Не особенно удачное… дроченье. Наверное, ему следует пользоваться этим словом. Слишком краткое, слишком внезапное и, в заключение, слишком пугающее, чтобы можно было сознательно насладиться. Но, с другой стороны, он был более чем ошарашен своим катализатором. Грэм снова прислонился к бачку и открыл «Пентхаус». Прочел содержание и открыл страничку напитков. Достаточно здраво, хотя и написано в слишком шутливом тоне. Затем страничка автомобилиста, статья о моде и научно-фантастический рассказ о том, что произойдет с мужчинами, когда начнут конструировать роботов, которые будут не только более адекватными любовниками, чем их соперники из плоти, но и способными делать женщинам детей. Потом он прочел страничку писем и редакционные ответы, которые показались ему полными здравых советов.
К этому моменту он обнаружил перемены: его член, как он решил теперь его называть, начал снова твердеть, пока он читал письмо домашней хозяйки из Суррея, одобряющей разнообразие дилдоидообразных предметов, доступных ярым самоусладителям; а его семя (он еще не был вполне готов для молофьи) как будто совершенно высохло. Семь бед — один ответ, подумал он весело и снова начал дрочить, на этот раз с большей тщательностью, интересом и удовольствием в начале, и в середине, и в конце.
5
КОРОТЫШКИ И ОЧКАРИКИ
— Ну, ну, ну, ну, моя пичужечка. Сюрприз, как выражаются поэты.

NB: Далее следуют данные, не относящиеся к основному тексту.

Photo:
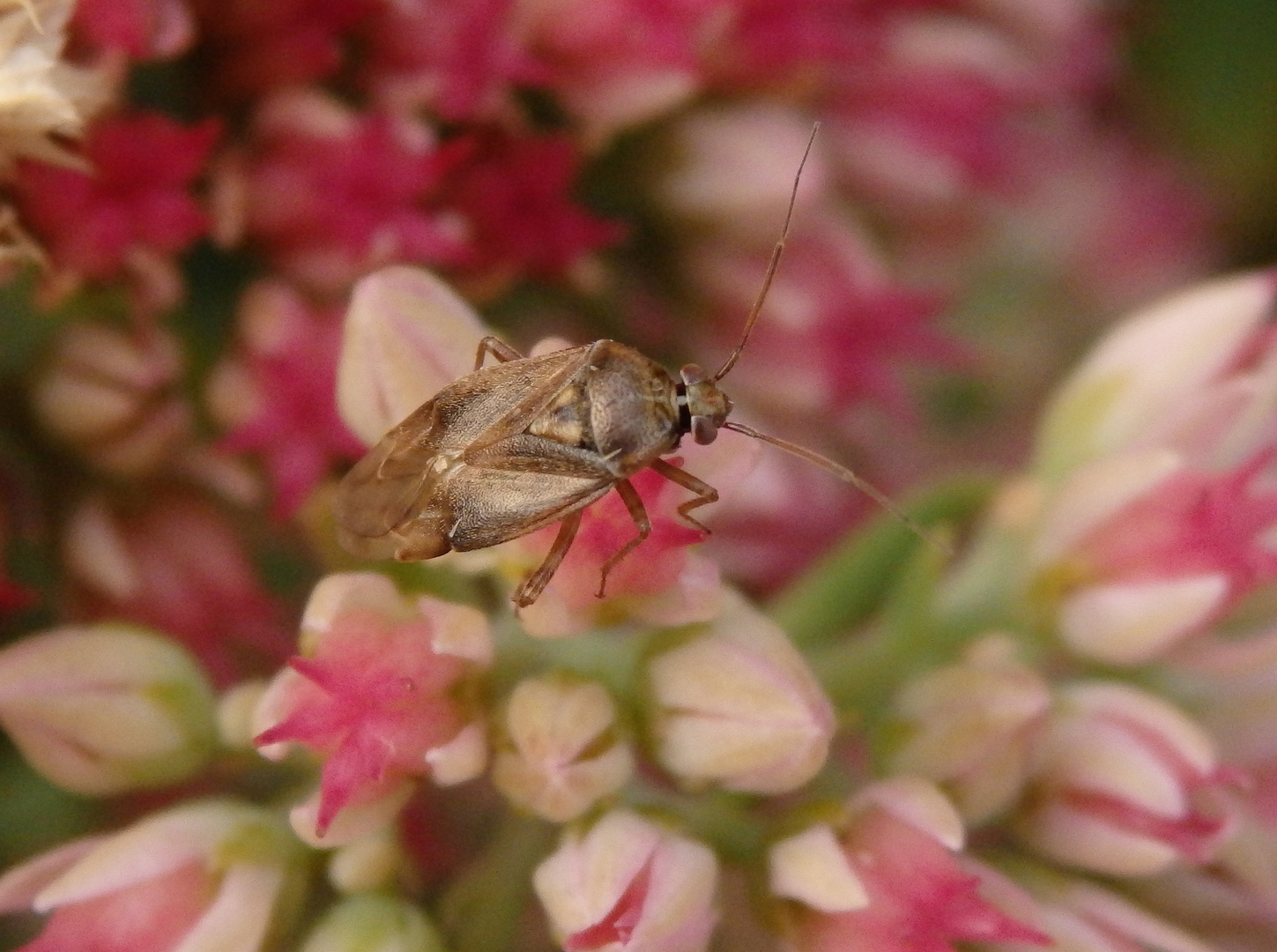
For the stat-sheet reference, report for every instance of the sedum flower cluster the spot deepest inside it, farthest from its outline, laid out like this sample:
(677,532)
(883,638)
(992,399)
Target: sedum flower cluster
(241,242)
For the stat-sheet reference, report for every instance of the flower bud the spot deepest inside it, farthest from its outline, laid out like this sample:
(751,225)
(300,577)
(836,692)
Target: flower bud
(204,877)
(628,881)
(884,877)
(1123,784)
(972,727)
(381,695)
(372,861)
(115,397)
(562,753)
(407,335)
(736,704)
(1140,550)
(373,924)
(106,708)
(1082,917)
(1165,376)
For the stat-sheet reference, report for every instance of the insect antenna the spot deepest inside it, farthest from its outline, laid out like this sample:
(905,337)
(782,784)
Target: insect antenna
(847,477)
(771,266)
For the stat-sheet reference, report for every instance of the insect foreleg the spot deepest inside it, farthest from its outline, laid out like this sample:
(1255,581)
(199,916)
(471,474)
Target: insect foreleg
(705,494)
(531,588)
(634,503)
(495,346)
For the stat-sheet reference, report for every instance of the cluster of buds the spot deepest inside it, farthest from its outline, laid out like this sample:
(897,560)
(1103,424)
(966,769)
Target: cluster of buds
(673,740)
(1154,465)
(899,755)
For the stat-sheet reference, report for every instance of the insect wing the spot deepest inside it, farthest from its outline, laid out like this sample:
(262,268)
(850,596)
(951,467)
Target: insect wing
(520,485)
(400,476)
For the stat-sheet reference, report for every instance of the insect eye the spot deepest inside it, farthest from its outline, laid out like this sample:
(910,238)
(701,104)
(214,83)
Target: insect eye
(693,374)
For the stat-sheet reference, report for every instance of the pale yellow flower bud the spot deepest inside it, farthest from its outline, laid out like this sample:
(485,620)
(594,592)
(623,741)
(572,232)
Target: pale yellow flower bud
(562,752)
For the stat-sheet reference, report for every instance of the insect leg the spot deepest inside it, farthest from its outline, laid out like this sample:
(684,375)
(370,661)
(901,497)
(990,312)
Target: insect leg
(495,346)
(634,503)
(531,588)
(705,494)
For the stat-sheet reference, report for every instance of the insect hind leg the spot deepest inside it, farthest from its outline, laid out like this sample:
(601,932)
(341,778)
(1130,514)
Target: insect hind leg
(531,588)
(634,503)
(500,349)
(705,494)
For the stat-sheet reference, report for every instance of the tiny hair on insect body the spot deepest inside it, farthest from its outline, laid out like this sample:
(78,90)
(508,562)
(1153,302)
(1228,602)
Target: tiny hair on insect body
(529,441)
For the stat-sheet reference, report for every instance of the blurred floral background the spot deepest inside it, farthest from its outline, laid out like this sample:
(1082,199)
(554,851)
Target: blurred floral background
(241,241)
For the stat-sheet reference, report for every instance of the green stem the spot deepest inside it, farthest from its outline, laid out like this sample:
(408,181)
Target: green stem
(850,584)
(609,657)
(483,906)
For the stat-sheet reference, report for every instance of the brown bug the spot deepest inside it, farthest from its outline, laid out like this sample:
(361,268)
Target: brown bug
(534,440)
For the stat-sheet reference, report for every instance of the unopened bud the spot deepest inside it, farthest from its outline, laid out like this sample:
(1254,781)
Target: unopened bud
(407,335)
(972,726)
(737,704)
(115,397)
(562,753)
(632,881)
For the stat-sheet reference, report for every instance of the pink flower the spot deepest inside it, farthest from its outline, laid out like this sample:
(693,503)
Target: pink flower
(174,564)
(1124,784)
(141,28)
(778,41)
(178,880)
(1161,449)
(458,59)
(903,889)
(628,883)
(136,206)
(330,193)
(616,63)
(378,695)
(1172,562)
(516,195)
(256,48)
(278,397)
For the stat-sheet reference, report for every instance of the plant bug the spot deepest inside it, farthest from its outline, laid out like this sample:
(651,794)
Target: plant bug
(531,441)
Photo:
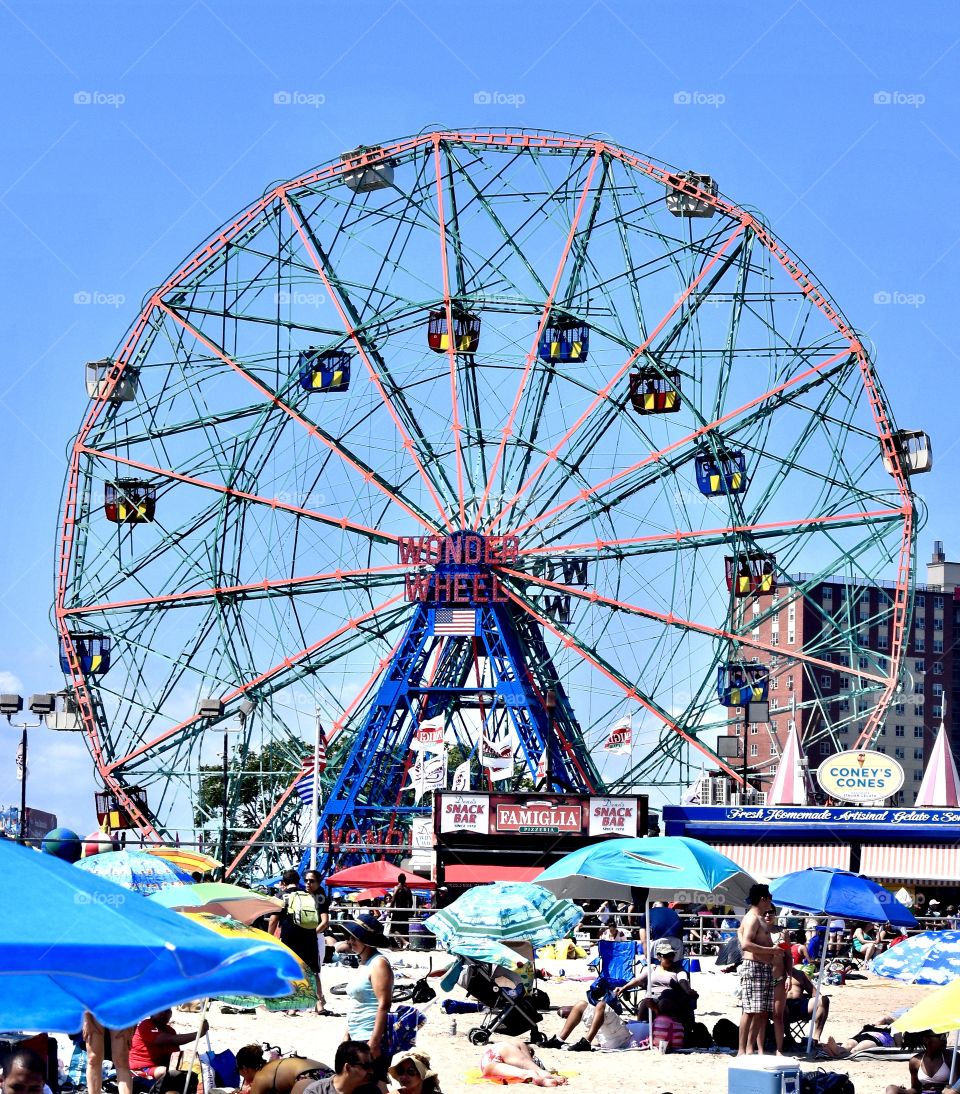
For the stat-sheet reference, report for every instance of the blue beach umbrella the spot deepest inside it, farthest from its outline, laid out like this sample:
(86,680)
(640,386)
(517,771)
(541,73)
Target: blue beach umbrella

— Джек, ты занят? Я ненадолго.
— Что ж, случалось мне получать обещания и по-грандиознее, однако и такое более или менее сойдет.
Джек не слишком успешно размазался по стене и ощутил, как Энн, пробираясь мимо, чуть-чуть его задела. Она торопливо вошла в его протяженную комнату всех назначений и без колебаний села. Джек тщательно закрыл входную дверь и с улыбкой последовал за ней.
— Кофе?
Энн отказалась мановением головы. Она теперь выглядела миловидной, как никогда прежде, насколько помнил Джек. Серьезная, подтянутая миловидность, все элементы в полной гармонии.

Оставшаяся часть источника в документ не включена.